Did that mean he wasn’t exerting himself?

“Processing blueprints,” he added, and I wondered if he could somehow still ‘download’ information into his brain as if he were a machine. Was his ability to interface with computers through a nav port completely unique in the universe, because he had once been a computer himself?

He was in his own little world, so I took a moment to stare at his face.

I loved the brighter oranges and burnt sienna that highlighted his eyes and cheekbones; it was very dramatic.

It looked a little like warpaint. The long, slender limbs that branched from his head were thick at the base but almost as thin as my finger at the tip.

Stripes and smudges of color highlighted his otherwise dark yellow skin; the contrast made him seem almost golden.

Back on Earth, I’d been bullied all through middle school—for being a sci-fi nerd, for being a little overweight, and for being poor, and later, without a dad.

Kids were cruel, and it was hard growing up with all that hanging over me; I’d only dug in deeper, read more books, watched more movies.

Heck, I had shelves filled with awesome collectibles back on Earth.

Well, not anymore, since I was officially several hundred years in the future, but still.

I’d gotten into shape when I discovered just how much I loved the outdoors and hiking, but part of me still remembered the past.

Akri looked like several of my favorite figurines.

I couldn’t believe I was hanging out with a guy who could do all the things I’d fantasized about as a kid.

On top of that, he was like Pinocchio, a machine turned into a flesh-and-blood man.

It made me giddy to think that it was true.

I knew it was hard for him; he seemed to struggle with strong feelings, but here he’d been helping me, rescuing me from doom.

Now I knew how I could help him in return.

“Granting full admin access,” he intoned, sounding even more machine-like than usual.

The corner of his mouth twitched up, and I laughed.

Oh, he was playing it up now, was he? I sidled closer and slid my hand along his lower back, my smile growing when his free tentacle flung itself around to curl along my arm.

Maybe I knew what was up with those tentacles better than he did, and the thought absolutely thrilled me.

I hadn’t felt like my place was on Earth.

I’d lived the best life I could, but something had always been missing—especially after my mom passed from ALS when I was twenty-one.

This alien abduction thing had been horrible; it had derailed my entire life.

What I’d been through hadn’t been great, but I wouldn’t want to change it.
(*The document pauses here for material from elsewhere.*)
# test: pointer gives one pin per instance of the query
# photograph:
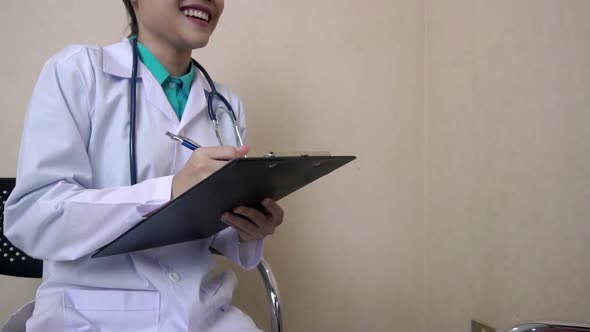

I didn’t wish I could go back home, and now it felt like I was getting everything I’d ever dreamed of: adventure in space, with real aliens—and the sexiest alien boyfriend.

“Done,” he announced, and his tentacle detached from his nifty little cable thing, twisting to hug me the way its twin was.

“We can now walk everywhere without being seen on the cameras. We need to head three levels down to reach the interface for the supercomputer.” He cocked his head when he looked down at me. “What are you doing, Jenny?”

I wasn’t quite sure, just that I was happy to be here with him, and I adored that little joke he’d made. Rising on tiptoes, I hugged his middle from behind and kissed his cheek over his shoulder. He had to dip down to allow me to reach, but I saw how he was grinning when he did so.

“Just, I like you, okay? You’re like my ray of sunshine out here in space, and I love this adventure we’re on.

I know I’m crazy for liking it, but I’ve always been the odd one out, so I don’t care.

” His starry-sky eyes were very serious as he appraised my face.

One of his tentacles slid up my throat to stroke my cheek tenderly.

“I’m glad you’re with me. I keep telling myself that it’s unfair to put you at risk the way I am…

but I don’t think I could do this without you.

” I liked that he said that, but I knew it wasn’t true.

Akri was very motivated to get in here, and with his skills?

He would have been able to do that with or without my help; I was just along for the ride.